¡Una basura, qué asco, qué horror! Seguro fue la reacción en la cabeza de la señora que conducía ese Cadillac color bermellón. Estaba detenida en el mismo semáforo que yo. Su cara y la forma en que lo miraba, no podían ser de nada más que desprecio.
Ella era una de esas damas que sienten seguridad en el alma al saber que su manicure brilla, su peinado lo confeccionó un peluquero oaxaqueño llamado Francois, su reloj dorado explica su superioridad por el hecho de tener -haiga sido como haiga sido-, una pequeña o gran fortuna esperando en casa. Esa gente que circula por el mundo con carmín producido en Indonesia probado en animales indefensos y que le parece muy desagradable, muy de mal gusto, ver a indigentes por allí.
Terrible, infame, quizá. Ver al tipo mentarle la madre al noveno conductor consecutivo que le negó su derecho constitucional de limpiar su parabrisas esa mañana, en pleno Paseo de la Reforma, a unas cuadras de Insurgentes, entre vendedores de robado, agentes de tarjetas para las autopistas de peaje y la mirada complaciente del policía que, sin remordimientos, echaba una ojeada a las calcomanías de los autos a fin de consolidar la fuente de financiamiento del pavo de rigor de las navidades que se avecinan.
Qué horror, y el tipejo -imagino hubiese sido el epíteto de mi vecina de semáforo-, se dirigió al camellón, metió la mano tras un pequeño seto de arrayanes y sacó una botellita de vidrio. Dio un trago como de perdido en el desierto, se limpió la boca con la manga del suéter raído, y volvió la mirada a la fila interminable de autos.

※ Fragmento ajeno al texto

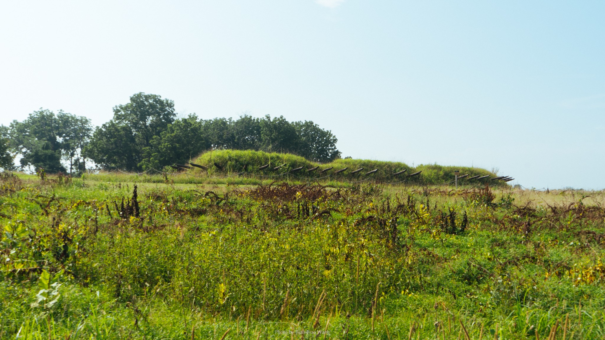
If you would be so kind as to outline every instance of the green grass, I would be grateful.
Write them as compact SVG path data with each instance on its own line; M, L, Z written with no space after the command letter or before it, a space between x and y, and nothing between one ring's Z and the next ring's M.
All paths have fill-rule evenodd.
M128 175L116 171L111 174L87 175L85 177L93 180L113 182L144 181L158 183L169 182L258 185L269 183L275 180L286 180L299 183L318 181L323 184L346 186L362 181L375 184L440 185L453 182L455 170L459 170L461 175L468 174L469 177L475 175L489 175L490 177L493 177L496 175L485 169L478 168L443 166L437 165L421 165L413 168L403 163L370 160L338 159L331 163L319 164L290 154L269 153L249 150L208 151L192 162L205 166L208 168L207 170L195 168L187 171L176 172L171 169L169 171L171 173L165 175L150 172L139 175ZM269 166L263 169L258 169L259 167L266 165ZM293 169L301 166L302 170L293 171ZM307 171L307 169L316 166L319 167L317 170ZM276 167L280 168L275 169ZM347 171L338 174L335 173L335 171L344 168L347 168ZM360 168L363 168L363 170L355 174L350 173ZM321 172L322 169L330 169ZM370 175L365 174L367 172L374 169L376 169L377 171ZM406 172L398 175L394 175L395 173L404 170L405 170ZM421 171L419 175L408 177L408 175L417 171ZM125 178L125 176L131 177ZM489 177L481 180L460 178L459 184L461 186L477 188L482 187L486 184L502 188L509 186L505 183L491 180Z
M566 339L605 333L602 192L142 176L136 217L119 212L134 183L96 178L2 178L0 338L457 339L462 322L546 339L558 322L562 339L566 317ZM56 302L33 307L41 288Z

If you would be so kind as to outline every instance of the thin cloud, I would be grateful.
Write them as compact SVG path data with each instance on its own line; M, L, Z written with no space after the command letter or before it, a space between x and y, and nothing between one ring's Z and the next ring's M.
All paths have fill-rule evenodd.
M344 0L315 0L315 2L322 6L334 8L344 2Z

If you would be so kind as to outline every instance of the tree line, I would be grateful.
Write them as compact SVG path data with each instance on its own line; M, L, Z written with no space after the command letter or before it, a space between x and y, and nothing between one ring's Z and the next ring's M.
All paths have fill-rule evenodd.
M211 149L289 152L322 163L341 154L336 136L311 121L246 114L237 120L177 119L172 100L143 93L113 111L111 120L94 128L85 117L43 109L0 125L0 167L15 168L19 157L16 168L50 173L81 173L93 162L107 169L160 169Z

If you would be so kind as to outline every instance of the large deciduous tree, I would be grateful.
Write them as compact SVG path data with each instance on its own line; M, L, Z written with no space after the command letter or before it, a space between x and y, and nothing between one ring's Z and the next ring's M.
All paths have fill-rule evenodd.
M177 119L160 136L154 136L151 144L139 165L143 170L187 163L210 147L203 135L203 123L195 115Z
M308 160L327 163L340 157L338 139L332 131L322 129L313 122L293 123L299 137L298 153Z
M140 169L143 152L174 122L174 102L155 94L137 93L114 108L114 117L97 128L85 154L105 168Z
M0 125L0 168L6 171L15 168L15 155L10 151L7 126Z
M66 171L61 163L70 163L70 172L83 170L81 151L90 136L90 120L59 110L56 115L40 109L30 114L23 122L13 120L8 131L9 145L21 155L21 168L33 166L47 172Z

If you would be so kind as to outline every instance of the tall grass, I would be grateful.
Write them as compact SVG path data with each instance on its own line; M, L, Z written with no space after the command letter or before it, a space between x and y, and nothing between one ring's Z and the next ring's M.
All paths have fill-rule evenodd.
M603 336L605 211L581 195L139 181L136 217L133 183L52 180L0 195L0 338ZM43 270L60 296L32 305Z

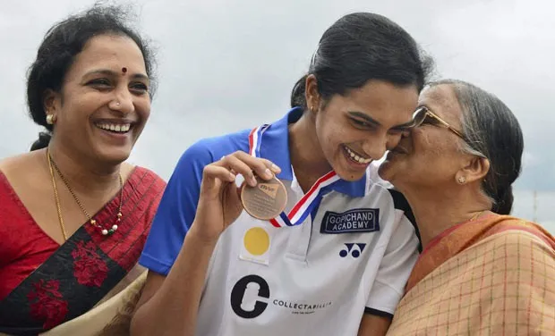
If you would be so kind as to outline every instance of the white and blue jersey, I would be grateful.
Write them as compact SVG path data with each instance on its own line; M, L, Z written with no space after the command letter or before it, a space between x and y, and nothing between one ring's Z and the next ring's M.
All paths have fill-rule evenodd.
M260 155L278 164L286 212L303 197L291 168L292 109L265 130ZM203 139L183 155L167 184L140 263L166 275L196 213L205 165L249 152L244 130ZM406 201L376 180L329 186L299 225L277 228L246 212L210 258L196 335L356 335L363 314L391 315L418 256ZM186 286L186 283L183 284Z

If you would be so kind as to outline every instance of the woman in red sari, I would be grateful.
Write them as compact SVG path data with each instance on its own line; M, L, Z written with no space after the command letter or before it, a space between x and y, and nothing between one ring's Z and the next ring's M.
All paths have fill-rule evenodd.
M30 69L30 115L48 132L0 162L0 332L38 334L87 315L141 273L165 182L125 163L153 79L151 54L124 19L95 6L57 23ZM72 332L92 331L56 334Z
M517 118L457 80L431 85L419 105L380 167L423 246L388 335L555 334L555 240L508 215L524 148Z

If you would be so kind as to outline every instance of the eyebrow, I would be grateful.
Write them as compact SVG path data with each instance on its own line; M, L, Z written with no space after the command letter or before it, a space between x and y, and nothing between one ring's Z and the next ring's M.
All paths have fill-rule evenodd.
M93 70L91 71L89 71L89 72L85 73L85 75L83 77L87 77L87 76L90 76L90 75L95 75L95 74L103 74L103 75L107 75L107 76L117 76L117 73L113 71L111 71L111 70L100 69L100 70ZM149 80L149 76L147 76L147 75L145 75L143 73L133 73L132 75L131 75L131 78Z
M364 119L366 122L369 122L374 126L381 126L381 124L377 120L373 119L370 115L363 113L362 112L349 111L348 113L354 117ZM413 125L413 121L410 121L408 122L405 122L400 125L393 126L392 129L405 129L405 128L409 128L412 125Z

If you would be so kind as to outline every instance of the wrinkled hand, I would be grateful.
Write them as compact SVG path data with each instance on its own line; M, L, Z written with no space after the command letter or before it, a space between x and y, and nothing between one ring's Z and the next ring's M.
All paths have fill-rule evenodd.
M256 186L255 174L270 180L281 172L269 160L257 158L237 151L204 167L194 229L201 239L215 241L234 223L243 211L240 193L235 179L241 174L244 183Z

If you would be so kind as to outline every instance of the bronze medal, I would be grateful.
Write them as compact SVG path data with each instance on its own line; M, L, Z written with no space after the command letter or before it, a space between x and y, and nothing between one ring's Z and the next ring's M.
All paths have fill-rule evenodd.
M263 221L276 218L286 208L287 191L276 177L266 181L256 176L257 184L244 184L241 189L241 202L244 210L252 217Z

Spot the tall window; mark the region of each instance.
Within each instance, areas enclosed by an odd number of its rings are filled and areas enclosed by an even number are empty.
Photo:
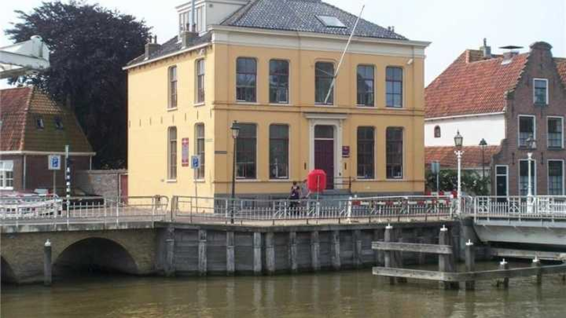
[[[196,102],[204,102],[204,59],[196,61]]]
[[[236,177],[256,178],[257,128],[254,124],[238,124],[240,134],[236,145]]]
[[[358,66],[358,105],[374,106],[374,67]]]
[[[388,127],[385,143],[387,179],[402,179],[403,128]]]
[[[535,138],[534,116],[519,116],[519,147],[526,147],[529,137]]]
[[[289,62],[269,61],[269,102],[289,102]]]
[[[358,127],[358,178],[373,179],[375,140],[372,127]]]
[[[317,62],[315,64],[315,102],[324,104],[334,78],[334,64]],[[330,91],[327,105],[334,104],[334,88]]]
[[[204,179],[204,124],[195,125],[195,154],[200,157],[200,166],[195,171],[195,178]]]
[[[14,189],[14,161],[0,161],[0,189]]]
[[[169,108],[177,108],[177,66],[169,67]]]
[[[564,161],[548,160],[548,195],[564,194]]]
[[[529,184],[529,165],[528,160],[520,160],[519,161],[519,192],[521,195],[527,195],[528,192]],[[537,193],[535,188],[537,183],[537,165],[534,160],[531,160],[531,186],[533,189],[533,194]]]
[[[548,117],[548,147],[551,148],[562,148],[563,141],[563,117]]]
[[[170,127],[168,131],[167,179],[177,179],[177,127]]]
[[[269,179],[289,179],[289,126],[269,126]]]
[[[403,69],[388,66],[385,69],[385,105],[403,106]]]
[[[238,58],[236,61],[236,100],[238,101],[255,102],[257,74],[255,59]]]
[[[546,105],[548,104],[548,80],[534,79],[533,80],[533,94],[534,104]]]

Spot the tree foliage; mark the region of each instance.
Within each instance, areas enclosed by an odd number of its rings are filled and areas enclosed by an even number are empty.
[[[127,85],[122,67],[143,54],[149,28],[132,16],[76,1],[16,12],[20,21],[6,34],[16,42],[39,35],[51,51],[50,68],[24,80],[74,111],[97,152],[96,166],[125,166]]]

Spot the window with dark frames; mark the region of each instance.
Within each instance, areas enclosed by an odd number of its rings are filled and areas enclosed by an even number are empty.
[[[388,66],[385,69],[385,106],[403,106],[403,69]]]
[[[255,179],[257,127],[254,124],[238,123],[239,135],[236,144],[236,178]]]
[[[269,179],[289,179],[289,126],[269,126]]]
[[[373,179],[374,173],[375,130],[372,127],[358,127],[358,178]]]
[[[204,102],[204,59],[196,61],[196,102]]]
[[[328,62],[317,62],[315,64],[315,102],[327,105],[334,104],[334,88],[330,89],[334,78],[334,64]],[[328,91],[330,91],[330,95]]]
[[[236,100],[255,102],[257,62],[251,58],[238,58],[236,61]]]
[[[176,108],[177,105],[177,66],[169,67],[169,108]]]
[[[195,125],[195,154],[200,157],[200,166],[195,171],[195,179],[204,179],[204,124]]]
[[[371,65],[358,66],[358,105],[374,106],[374,67]]]
[[[269,102],[289,102],[289,62],[269,61]]]
[[[170,127],[168,131],[167,179],[177,179],[177,127]]]
[[[386,176],[403,178],[403,128],[389,127],[385,132]]]

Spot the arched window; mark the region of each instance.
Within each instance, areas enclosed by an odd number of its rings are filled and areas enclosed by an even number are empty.
[[[440,126],[436,126],[434,127],[434,137],[440,138]]]

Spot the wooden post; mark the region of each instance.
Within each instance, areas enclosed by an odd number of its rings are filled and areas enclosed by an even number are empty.
[[[466,243],[466,272],[470,273],[475,270],[475,250],[474,243],[468,240]],[[473,290],[475,289],[475,281],[466,281],[466,290]]]
[[[383,238],[384,242],[393,242],[393,226],[388,225],[385,226],[385,234]],[[395,260],[393,256],[393,252],[391,251],[385,251],[384,257],[385,267],[395,267]],[[395,277],[389,277],[389,285],[395,285]]]
[[[234,232],[230,231],[226,233],[226,274],[228,276],[234,275],[235,270],[235,263],[234,253]]]
[[[319,239],[318,231],[311,232],[311,263],[312,270],[318,272],[320,270],[320,241]]]
[[[199,230],[199,275],[207,274],[207,231]]]

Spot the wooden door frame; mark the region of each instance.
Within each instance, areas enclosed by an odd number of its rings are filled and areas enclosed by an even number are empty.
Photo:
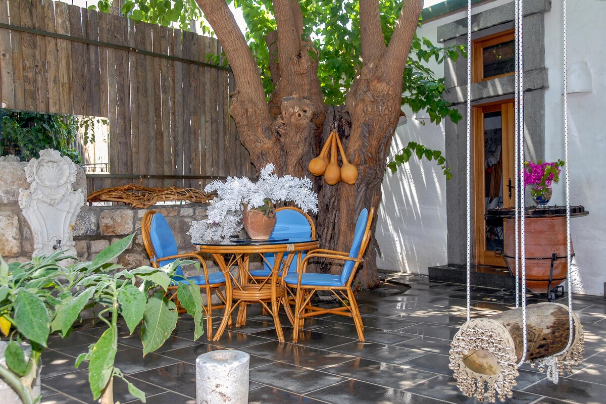
[[[514,107],[513,100],[506,99],[474,105],[471,116],[473,153],[473,217],[474,217],[474,262],[476,265],[488,265],[505,267],[502,256],[498,257],[486,250],[486,219],[484,195],[486,193],[484,177],[484,115],[488,112],[501,111],[501,136],[506,141],[502,142],[501,154],[502,164],[503,206],[513,205],[515,193],[512,192],[511,198],[505,189],[506,174],[513,177],[514,157]],[[510,156],[506,159],[505,156]],[[478,158],[481,157],[481,158]]]

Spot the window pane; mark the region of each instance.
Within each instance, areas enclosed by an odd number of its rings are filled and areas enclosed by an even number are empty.
[[[513,41],[486,47],[482,50],[484,78],[515,70],[516,50]]]

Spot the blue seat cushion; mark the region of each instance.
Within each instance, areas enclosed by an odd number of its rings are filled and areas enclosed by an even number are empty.
[[[204,278],[204,275],[190,276],[187,279],[193,282],[195,285],[206,285],[206,279]],[[208,274],[208,283],[210,284],[221,283],[225,281],[225,277],[223,275],[222,272],[214,272],[211,274]],[[173,278],[173,282],[171,283],[172,283],[171,286],[175,286],[177,283],[188,283],[189,282],[183,278],[175,277]]]
[[[288,274],[284,277],[284,282],[290,285],[295,285],[299,281],[299,274]],[[331,274],[303,274],[301,285],[305,286],[341,286],[344,283],[341,276]]]

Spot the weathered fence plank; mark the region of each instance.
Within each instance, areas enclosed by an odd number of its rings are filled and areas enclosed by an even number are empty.
[[[107,118],[110,173],[196,188],[208,180],[144,176],[250,175],[229,116],[233,75],[207,61],[216,39],[50,0],[0,0],[0,22],[2,101]],[[89,190],[130,182],[95,178]]]
[[[0,22],[9,22],[7,0],[0,0]],[[14,85],[10,33],[7,30],[0,30],[0,102],[5,102],[7,108],[15,108]]]

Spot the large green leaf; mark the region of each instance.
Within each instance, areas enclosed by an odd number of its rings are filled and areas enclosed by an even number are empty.
[[[84,310],[86,303],[93,297],[94,294],[94,288],[85,289],[76,297],[58,306],[56,308],[57,314],[53,322],[53,328],[59,325],[58,329],[61,330],[61,334],[65,335],[72,328],[74,322],[76,321],[80,313]]]
[[[133,237],[135,237],[134,233],[118,240],[113,244],[104,248],[93,260],[92,266],[95,267],[101,267],[122,254],[128,247]]]
[[[145,392],[138,388],[135,385],[126,379],[124,379],[124,380],[126,382],[126,384],[128,386],[128,392],[132,394],[135,398],[141,400],[142,402],[145,402]]]
[[[0,259],[1,259],[2,257],[0,257]],[[8,285],[2,285],[0,286],[0,302],[2,302],[7,298],[7,296],[8,296],[8,291],[9,289]]]
[[[156,292],[147,301],[143,314],[141,342],[144,356],[162,346],[176,325],[177,306],[164,297],[163,292]]]
[[[88,363],[88,383],[93,398],[96,400],[113,373],[114,360],[118,351],[115,330],[108,328],[95,344]]]
[[[177,287],[177,297],[181,306],[193,317],[195,328],[194,339],[204,334],[204,316],[202,306],[204,303],[200,296],[200,288],[196,285],[181,283]],[[210,299],[210,296],[207,296]]]
[[[46,346],[50,332],[48,311],[42,299],[25,289],[21,289],[15,299],[15,323],[24,337]]]
[[[165,291],[168,288],[170,277],[162,270],[151,267],[142,267],[133,270],[130,273],[136,275],[144,280],[149,280],[162,286]]]
[[[127,283],[118,291],[122,316],[132,334],[143,319],[145,311],[145,294],[132,283]]]
[[[27,361],[25,360],[23,349],[18,343],[11,340],[4,351],[4,357],[6,359],[6,364],[12,371],[20,376],[25,374],[27,371]]]
[[[2,256],[0,256],[0,284],[5,285],[8,282],[8,265],[4,262],[4,260],[2,259]]]

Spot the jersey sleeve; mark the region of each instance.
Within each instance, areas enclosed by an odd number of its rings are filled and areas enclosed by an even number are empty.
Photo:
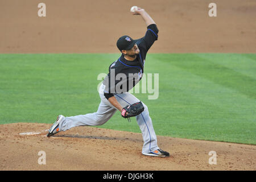
[[[144,47],[147,52],[155,41],[158,40],[159,31],[155,24],[151,24],[147,28],[145,36],[139,40],[140,46]]]

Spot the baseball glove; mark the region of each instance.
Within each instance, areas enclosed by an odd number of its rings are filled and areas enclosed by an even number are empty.
[[[121,115],[125,118],[128,118],[129,122],[130,117],[139,115],[144,110],[144,106],[141,102],[138,102],[132,105],[127,105],[123,108],[121,112]]]

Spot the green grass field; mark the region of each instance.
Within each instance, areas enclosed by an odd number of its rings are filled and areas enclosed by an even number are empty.
[[[0,124],[53,123],[97,110],[100,73],[119,54],[0,54]],[[134,94],[157,135],[256,144],[256,54],[148,54],[159,96]],[[140,133],[119,113],[98,126]]]

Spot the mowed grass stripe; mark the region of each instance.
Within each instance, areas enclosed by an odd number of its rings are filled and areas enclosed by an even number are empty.
[[[171,72],[171,76],[160,80],[159,98],[148,101],[155,102],[150,109],[154,121],[159,120],[154,117],[157,114],[158,109],[162,110],[160,114],[164,116],[159,121],[162,125],[154,126],[156,130],[164,130],[163,133],[169,132],[177,137],[182,135],[199,139],[200,136],[207,137],[208,140],[222,140],[225,135],[229,135],[233,136],[233,142],[242,141],[241,136],[232,131],[239,129],[246,132],[250,130],[251,126],[249,123],[255,121],[255,117],[251,118],[254,115],[253,109],[250,108],[250,106],[254,104],[253,101],[236,90],[220,86],[210,80],[171,64],[170,65],[166,61],[158,65],[162,65],[163,72]],[[156,69],[159,68],[155,67]],[[162,92],[163,90],[170,91]],[[166,93],[170,95],[165,94]],[[159,106],[158,102],[163,104]],[[241,103],[245,105],[241,106],[240,105]],[[168,113],[166,112],[167,108]],[[168,125],[172,126],[163,127]],[[251,131],[250,133],[254,134]],[[206,133],[208,136],[205,136]],[[254,138],[247,142],[252,142],[254,139],[255,135]]]
[[[0,123],[50,123],[57,114],[96,111],[100,102],[97,77],[107,73],[119,56],[0,55]],[[145,72],[159,74],[159,96],[148,100],[148,93],[135,96],[148,106],[157,135],[256,144],[255,102],[250,89],[255,83],[250,69],[255,66],[255,57],[148,54]],[[236,64],[229,67],[232,60]],[[236,73],[240,78],[233,76]],[[250,78],[242,82],[245,77]],[[249,92],[238,89],[241,84]],[[141,132],[135,118],[128,123],[118,112],[98,127]]]
[[[256,99],[255,79],[209,61],[212,57],[214,57],[212,55],[208,59],[195,54],[186,54],[181,59],[177,55],[174,55],[171,64]]]

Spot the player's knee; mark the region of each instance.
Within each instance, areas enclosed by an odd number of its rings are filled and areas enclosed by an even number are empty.
[[[95,121],[97,123],[98,125],[102,125],[107,122],[106,118],[101,114],[96,114],[95,117]]]

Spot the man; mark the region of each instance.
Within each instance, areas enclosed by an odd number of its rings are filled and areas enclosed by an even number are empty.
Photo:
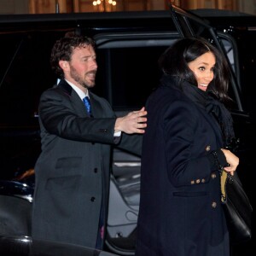
[[[89,91],[97,70],[90,38],[58,40],[51,65],[61,81],[39,103],[42,153],[35,166],[32,238],[102,248],[111,148],[140,154],[147,112],[143,108],[116,118],[106,100]],[[86,96],[91,113],[83,102]]]

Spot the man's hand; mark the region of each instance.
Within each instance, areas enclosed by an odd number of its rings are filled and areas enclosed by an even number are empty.
[[[128,134],[144,133],[147,127],[147,111],[143,107],[139,111],[130,112],[124,117],[118,118],[114,125],[114,132],[123,131]]]

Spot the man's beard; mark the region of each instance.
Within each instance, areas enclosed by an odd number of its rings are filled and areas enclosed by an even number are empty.
[[[90,72],[87,72],[84,78],[79,75],[76,69],[73,68],[72,66],[70,67],[70,76],[72,79],[73,79],[78,84],[79,84],[81,86],[84,88],[92,88],[95,85],[95,79],[92,81],[91,79],[86,79],[86,76],[90,73],[93,73],[96,75],[96,70],[91,70]]]

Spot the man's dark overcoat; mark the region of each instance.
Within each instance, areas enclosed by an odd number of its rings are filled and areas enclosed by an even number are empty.
[[[90,93],[94,118],[65,81],[39,103],[42,153],[35,166],[32,237],[96,247],[106,222],[112,145],[140,154],[142,137],[113,137],[108,102]],[[118,141],[118,142],[117,142]]]
[[[220,128],[177,82],[146,104],[137,256],[228,256],[219,174],[207,157],[223,147]]]

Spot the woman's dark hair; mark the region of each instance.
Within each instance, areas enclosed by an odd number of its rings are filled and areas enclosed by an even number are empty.
[[[207,52],[212,52],[216,59],[214,78],[207,90],[211,90],[221,102],[229,100],[227,96],[230,71],[225,58],[210,43],[203,38],[183,38],[174,43],[160,57],[159,65],[161,70],[181,80],[186,80],[197,86],[194,73],[189,63]]]
[[[64,78],[63,70],[59,66],[60,61],[70,61],[73,49],[78,47],[91,45],[95,48],[95,42],[90,38],[67,34],[66,37],[57,40],[52,48],[50,65],[52,70],[61,79]]]

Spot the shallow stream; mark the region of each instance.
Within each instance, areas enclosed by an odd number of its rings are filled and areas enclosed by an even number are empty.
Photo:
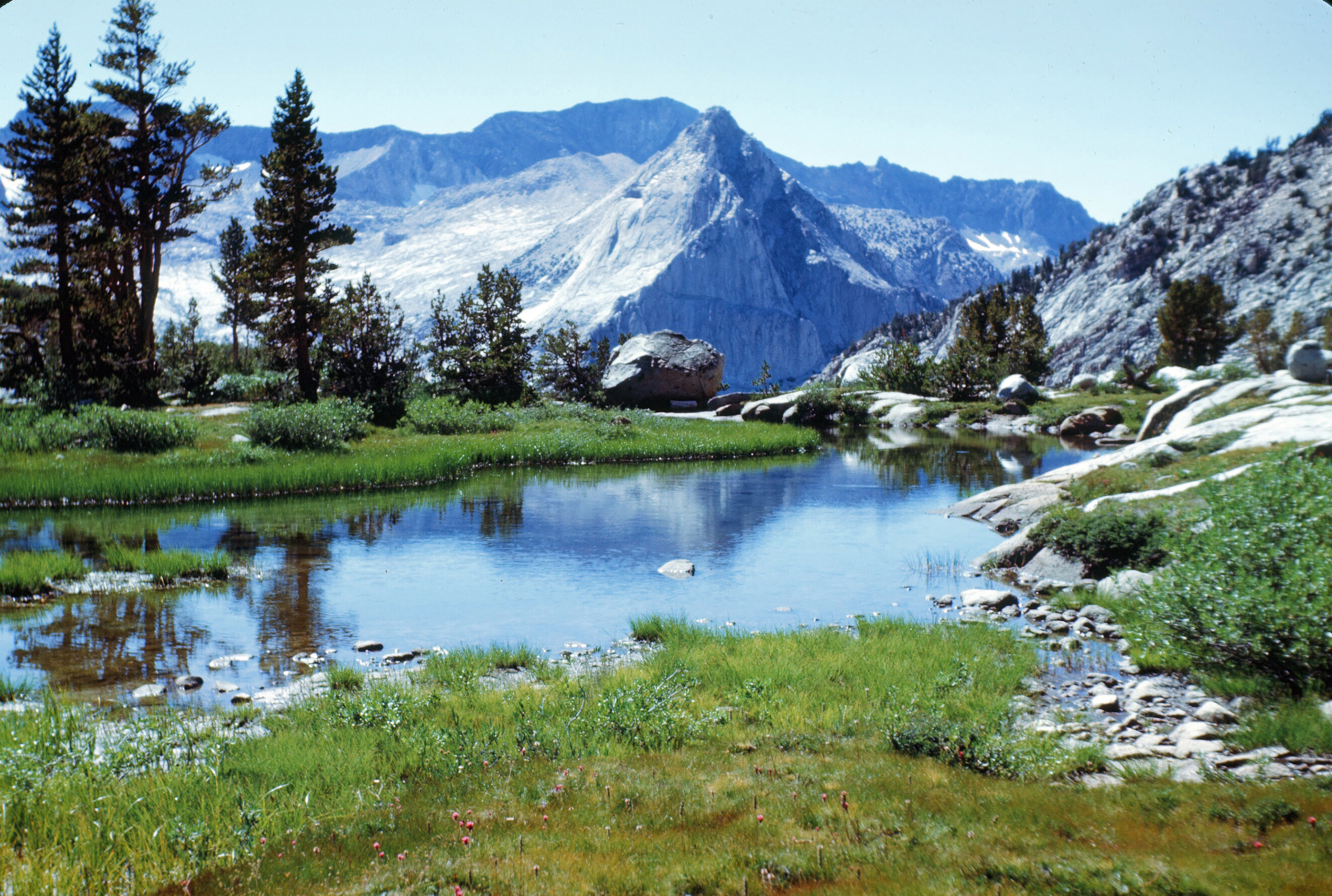
[[[0,668],[87,698],[177,675],[254,692],[292,658],[358,639],[386,650],[622,638],[683,614],[739,630],[938,616],[926,594],[976,587],[1000,537],[931,513],[1088,457],[1050,437],[882,431],[753,461],[513,469],[432,489],[216,505],[12,513],[0,550],[95,558],[112,539],[222,549],[260,575],[212,587],[79,595],[0,615]],[[693,560],[678,580],[657,572]],[[932,571],[930,571],[932,570]],[[222,671],[228,654],[254,659]]]

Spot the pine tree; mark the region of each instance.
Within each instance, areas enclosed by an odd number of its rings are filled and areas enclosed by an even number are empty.
[[[329,221],[337,193],[337,168],[324,162],[324,141],[314,129],[314,105],[300,69],[273,112],[273,150],[262,157],[264,196],[254,200],[254,276],[266,302],[269,339],[293,355],[305,401],[317,401],[320,379],[312,347],[322,326],[325,302],[318,280],[337,270],[320,256],[350,245],[356,230]],[[328,288],[330,290],[332,288]]]
[[[88,189],[92,133],[87,101],[72,101],[75,85],[69,57],[52,27],[47,43],[37,51],[37,67],[23,81],[19,97],[27,117],[11,125],[15,136],[5,144],[5,157],[13,174],[24,181],[24,193],[5,216],[13,238],[11,249],[35,249],[13,266],[16,274],[45,274],[55,285],[55,312],[59,326],[60,370],[68,383],[79,375],[75,346],[77,297],[75,254],[88,218],[84,197]]]
[[[1235,304],[1207,274],[1173,281],[1156,313],[1162,334],[1158,361],[1184,367],[1216,363],[1237,337],[1237,330],[1225,322],[1225,316],[1233,310]]]
[[[537,334],[522,325],[522,281],[507,268],[484,265],[477,285],[448,310],[442,293],[430,304],[430,374],[436,389],[501,405],[522,397]]]
[[[212,270],[213,282],[222,293],[222,313],[217,322],[232,328],[232,367],[241,366],[240,330],[252,329],[258,320],[260,308],[250,294],[250,245],[249,234],[236,218],[217,237],[221,249],[221,270]]]
[[[141,373],[155,366],[153,313],[163,248],[190,236],[189,218],[238,186],[229,180],[230,168],[192,170],[194,153],[230,122],[214,105],[196,101],[184,109],[170,99],[184,85],[190,64],[161,59],[161,36],[149,31],[155,15],[148,0],[120,0],[97,56],[112,77],[92,84],[116,107],[113,113],[96,116],[109,164],[101,166],[92,200],[107,240],[115,244],[104,257],[115,268],[113,292],[129,306],[131,349]],[[140,387],[147,386],[144,377],[137,379]]]
[[[416,383],[420,350],[402,309],[388,294],[380,294],[370,274],[364,274],[360,284],[348,284],[334,302],[320,351],[334,395],[365,402],[381,426],[392,426],[402,417]]]

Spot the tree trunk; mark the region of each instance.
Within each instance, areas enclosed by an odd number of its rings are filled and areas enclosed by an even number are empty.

Él tenía ojos rasgados y una sombra negruzca alrededor de ellos, tipo afgana. La cara, repleta de tizne citadino. Era relativamente alto, y no pasaba de los 36 según mis estimaciones. Resuelto, esperó nuevamente la luz roja, y de un salto se puso nuevamente en el asfalto a seguir acechando a algún incauto, una vez más, determinado a no parar.
Y pensé en esas señoras como la del Cadillac color bermellón, que mantenía su cara de asco mientras contemplaba al artista limpia vidrios, y la compadecí, porque nunca conocerán la fuerza de la determinación, la resolución de nunca parar a pesar de tener que alcoholizarse y llenarse el alma de “activo” para aguantar, para no cortarse, para sobrevivir.
A pesar, seguramente, de no saber o recordar cuál fue la madre que lo parió ¿dónde estuvo el error de cálculo para no nacer en el bello y reluciente hogar de una señora de sociedad propietaria de un Cadillac color bermellón? A pesar de tener su domicilio legal, precisamente a la vuelta, en una azotea de un pequeño edificio abandonado, entre el tinaco de agua podrida y un tanque de gas.
Y es que a veces es simplemente más fácil respetar a un tipo sucio, soez, medio drogado y medio borracho, que durante varias horas intentar conseguir unas monedas para no sucumbir en la noche al frío de la intemperie, a los estragos de la marginación. Sí. Que es más fácil respetar al que se defiende de la adversidad, que a quien con máscara de colorete, declara sin recato su ignorancia y frivolidad.